Xpat Opinion: Hungary To Receive Previously Suspended EU Funds

  • 13 Sep 2013 11:00 AM
Xpat Opinion: Hungary To Receive Previously Suspended EU Funds
As the European Union prepares its seven-year budget for the 2014 to 2020 period, a thorny question about Hungary’s funding arose. As of last week, 10 out of our 13 operational programs were under suspension and awaiting a September 9 decision from the European Commission.

The reason? It’s a bit technical, so bear with me. In 2006, under the former, Socialist-led government, Hungarian decision-makers established a rule that wrongfully discriminated. It said that applicants for EU-funded construction projects must include engineers accredited at the relevant Hungarian professional authority to be eligible to apply. This eliminated from the competition firms that should otherwise have been eligible. During a routine review, they caught this mistake and found that several contracts between 2007 and 2013 were awarded based on this discriminatory application process.

When the current government took over in 2010, we were not aware of the problem that would eventually surface when the closing reviews were conducted, but we have to take responsibility for the mistakes of our predecessors. The offer extended on Monday by Johannes Hahn, European Commissioner for Regional Policy, to Hungary’s János Lázár, Minister of State heading the Prime Minister Office shows the Commission sees the true nature of the issue. They offered to apply the lightest sanction, and the Hungarian government accepted immediately. That is, 5 percent of the funds have to be paid back, but only if Hungary’s National Development Agency fails to contract that amount by the end of the year. If the agency succeeds, then in contracting the amount by the end of the year, then there would be no financial sanction.

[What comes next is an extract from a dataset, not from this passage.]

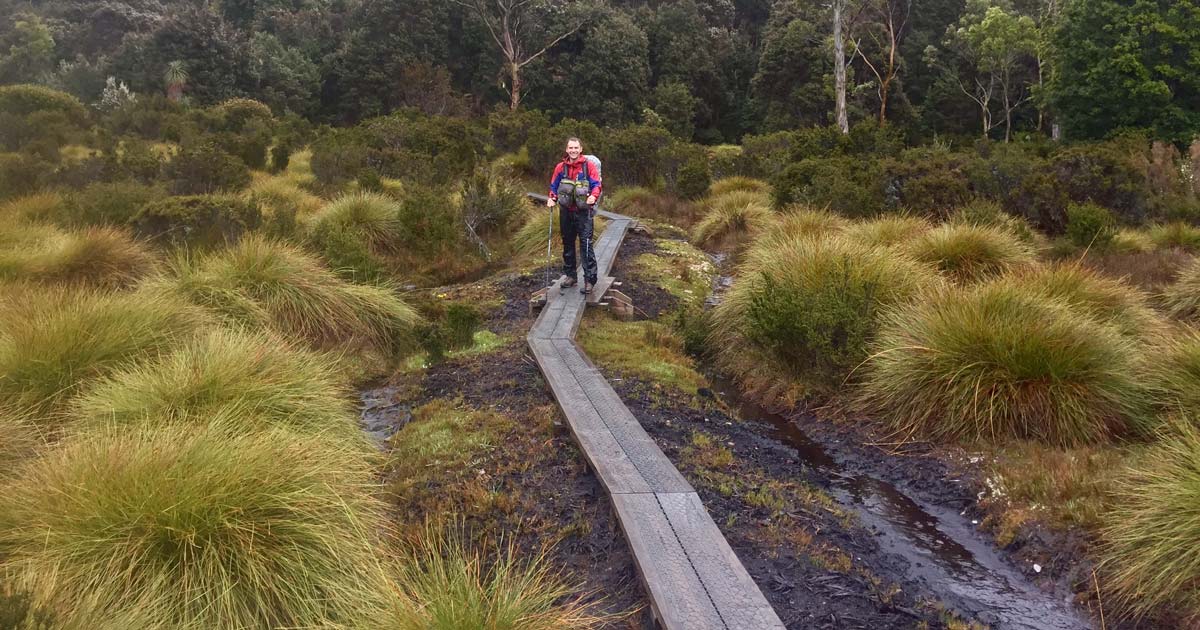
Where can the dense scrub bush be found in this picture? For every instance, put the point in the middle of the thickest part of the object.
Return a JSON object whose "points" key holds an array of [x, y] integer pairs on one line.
{"points": [[1182, 298], [1090, 226], [888, 231], [970, 253], [849, 186], [196, 527], [1147, 550], [102, 257], [199, 220], [53, 341], [694, 178], [999, 361], [205, 169], [282, 288], [802, 312], [223, 372], [24, 100], [730, 219]]}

The amount that had been suspended adds up to 2 billion euro, which will be transferred soon to Hungary, according to the Commissioner. During the Monday meeting, which wrapped up ahead of schedule, Commissioner Hahn took time to discuss Hungary’s draft plans for the distribution of funds for the upcoming seven years and noted its quality: “I have congratulated the minister because Hungary was one of the first member states to submit a really mature draft.”

The former government made a mistake in requiring chamber registration in the application phase of the process, but the European Commission appreciated the efforts the current government has made in this regard and the result is a lightweight sanction, a mutually beneficial agreement. This is the outcome, and it went according to clear EU protocols.

Take a look, however, at the international press coverage of the topic, and you’ll find the usual nonsense. You’ll find headlines about Hungary losing “maybe even 100% of its EU funding.” Some authors can’t resist the temptation to blame the every-wayward Orbán Government, despite the fact that it was a mistake of the former government. Some even suggested that the funds would be lost and that would provoke Hungary to leave the EU. Some fine examples of the kind of quality we read in fact-based reporting on Hungary!